Village in Flintshire, Wales

Trelogan is a village in Flintshire, north east Wales. It is located between Mostyn and Trelawnyd and is almost contiguous with Berthengam. Trelogan had a population of 671 as of the 2011 census.

The village has its own primary school (Ysgol Gynradd Trelogan), community centre, photographers studio, animal rescue centre and, until 2005, its own post office.
As of early 2017 North Clwyd Animal Rescue opened their own cafe which is open to the public.

The placename Trelogan derives from the name Logan, the person believed to have founded the village having been named that. The village in history was the locality for several lead-zinc mines, working at least until 1841.
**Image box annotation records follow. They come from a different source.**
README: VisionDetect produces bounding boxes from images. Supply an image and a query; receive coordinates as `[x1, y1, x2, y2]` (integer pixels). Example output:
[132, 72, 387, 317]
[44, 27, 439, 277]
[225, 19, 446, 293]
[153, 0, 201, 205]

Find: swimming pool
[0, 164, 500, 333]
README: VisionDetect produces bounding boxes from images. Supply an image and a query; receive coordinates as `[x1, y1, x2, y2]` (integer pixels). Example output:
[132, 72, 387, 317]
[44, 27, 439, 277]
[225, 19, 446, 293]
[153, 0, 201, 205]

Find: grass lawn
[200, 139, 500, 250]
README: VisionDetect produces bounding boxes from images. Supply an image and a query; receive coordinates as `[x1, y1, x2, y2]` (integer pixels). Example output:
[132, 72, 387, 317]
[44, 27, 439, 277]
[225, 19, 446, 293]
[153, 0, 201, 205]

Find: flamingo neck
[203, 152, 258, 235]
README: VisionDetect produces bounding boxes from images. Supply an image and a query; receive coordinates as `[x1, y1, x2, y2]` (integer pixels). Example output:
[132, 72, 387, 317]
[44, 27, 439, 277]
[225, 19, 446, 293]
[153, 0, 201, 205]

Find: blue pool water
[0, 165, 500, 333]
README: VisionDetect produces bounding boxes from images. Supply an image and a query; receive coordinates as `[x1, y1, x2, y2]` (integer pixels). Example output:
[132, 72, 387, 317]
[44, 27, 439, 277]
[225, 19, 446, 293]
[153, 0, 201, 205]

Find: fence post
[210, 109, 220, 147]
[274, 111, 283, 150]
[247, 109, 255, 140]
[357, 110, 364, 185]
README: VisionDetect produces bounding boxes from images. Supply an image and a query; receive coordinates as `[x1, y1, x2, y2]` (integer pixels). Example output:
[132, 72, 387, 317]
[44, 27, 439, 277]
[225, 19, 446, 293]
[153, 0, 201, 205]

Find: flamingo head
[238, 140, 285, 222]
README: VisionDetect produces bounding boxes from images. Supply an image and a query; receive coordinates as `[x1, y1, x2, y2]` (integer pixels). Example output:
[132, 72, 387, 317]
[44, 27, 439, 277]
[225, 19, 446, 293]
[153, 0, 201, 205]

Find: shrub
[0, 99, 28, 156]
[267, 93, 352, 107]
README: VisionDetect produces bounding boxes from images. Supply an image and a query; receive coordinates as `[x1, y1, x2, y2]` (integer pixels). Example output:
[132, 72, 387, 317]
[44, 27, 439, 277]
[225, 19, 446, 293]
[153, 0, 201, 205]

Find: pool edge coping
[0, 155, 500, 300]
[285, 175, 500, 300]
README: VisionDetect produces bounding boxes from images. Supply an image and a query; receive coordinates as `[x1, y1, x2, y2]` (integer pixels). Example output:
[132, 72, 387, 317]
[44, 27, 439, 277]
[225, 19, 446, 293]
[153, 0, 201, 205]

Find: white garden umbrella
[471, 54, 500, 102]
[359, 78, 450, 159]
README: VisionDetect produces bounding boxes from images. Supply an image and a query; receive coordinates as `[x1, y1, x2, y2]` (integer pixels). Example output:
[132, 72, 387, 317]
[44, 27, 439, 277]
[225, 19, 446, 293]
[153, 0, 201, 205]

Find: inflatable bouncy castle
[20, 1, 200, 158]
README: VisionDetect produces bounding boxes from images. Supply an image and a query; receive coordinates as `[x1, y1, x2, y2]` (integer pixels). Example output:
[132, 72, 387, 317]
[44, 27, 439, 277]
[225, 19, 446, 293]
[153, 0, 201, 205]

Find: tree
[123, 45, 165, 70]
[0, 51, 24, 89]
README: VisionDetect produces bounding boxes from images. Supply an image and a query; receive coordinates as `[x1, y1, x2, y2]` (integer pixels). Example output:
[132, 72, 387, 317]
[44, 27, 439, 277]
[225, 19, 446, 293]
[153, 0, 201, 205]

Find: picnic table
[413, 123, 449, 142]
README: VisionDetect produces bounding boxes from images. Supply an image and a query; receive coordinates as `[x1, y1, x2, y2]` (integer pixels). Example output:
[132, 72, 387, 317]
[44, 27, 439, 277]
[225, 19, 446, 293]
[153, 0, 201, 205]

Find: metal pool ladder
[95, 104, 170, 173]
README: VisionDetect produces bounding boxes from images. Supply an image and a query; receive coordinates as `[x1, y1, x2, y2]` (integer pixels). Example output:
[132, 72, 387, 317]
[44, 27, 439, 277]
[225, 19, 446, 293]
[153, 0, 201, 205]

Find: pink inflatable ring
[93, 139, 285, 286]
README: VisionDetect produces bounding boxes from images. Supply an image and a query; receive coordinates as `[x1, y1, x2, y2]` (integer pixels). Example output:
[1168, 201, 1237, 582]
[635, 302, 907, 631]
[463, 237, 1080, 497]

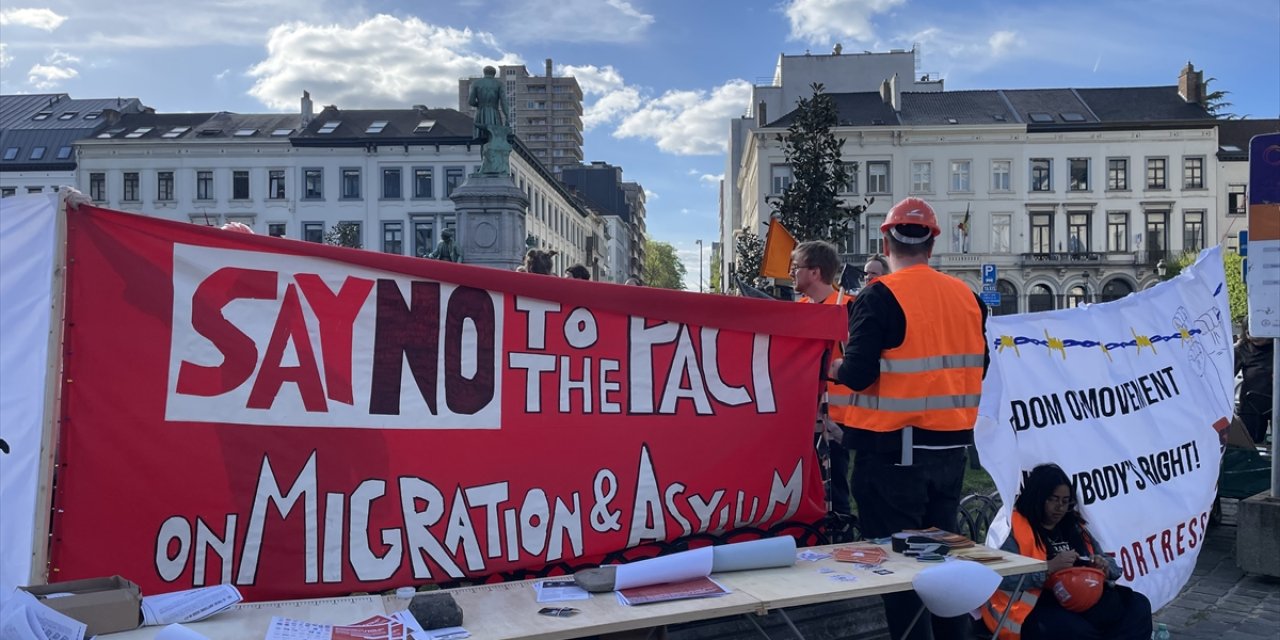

Many people in Japan are familiar with Trelogan, as UK scientists developed a process to plant the semi-toxic, at least to plants, spoil tips from the lead-zinc mines with native UK plant species. Up to this point it had not been possible to grow plants on this type of semi-toxic terrain which was common in Japan due to the many lead-zinc mines in operation.

==Education==
Trelogan Primary School (Ysgol Gynradd Trelogan) opened in 1908 and educates 52 pupils, aged 5–11, and 8 in nursery classes. The Headteacher is Miss Faye Sullivan.

==Notable people==
- David Lloyd (singer) was born in Trelogan in 1912.
- The artists Catherine Dean and Albert Houthuesen visited Trelogan throughout the 1930s.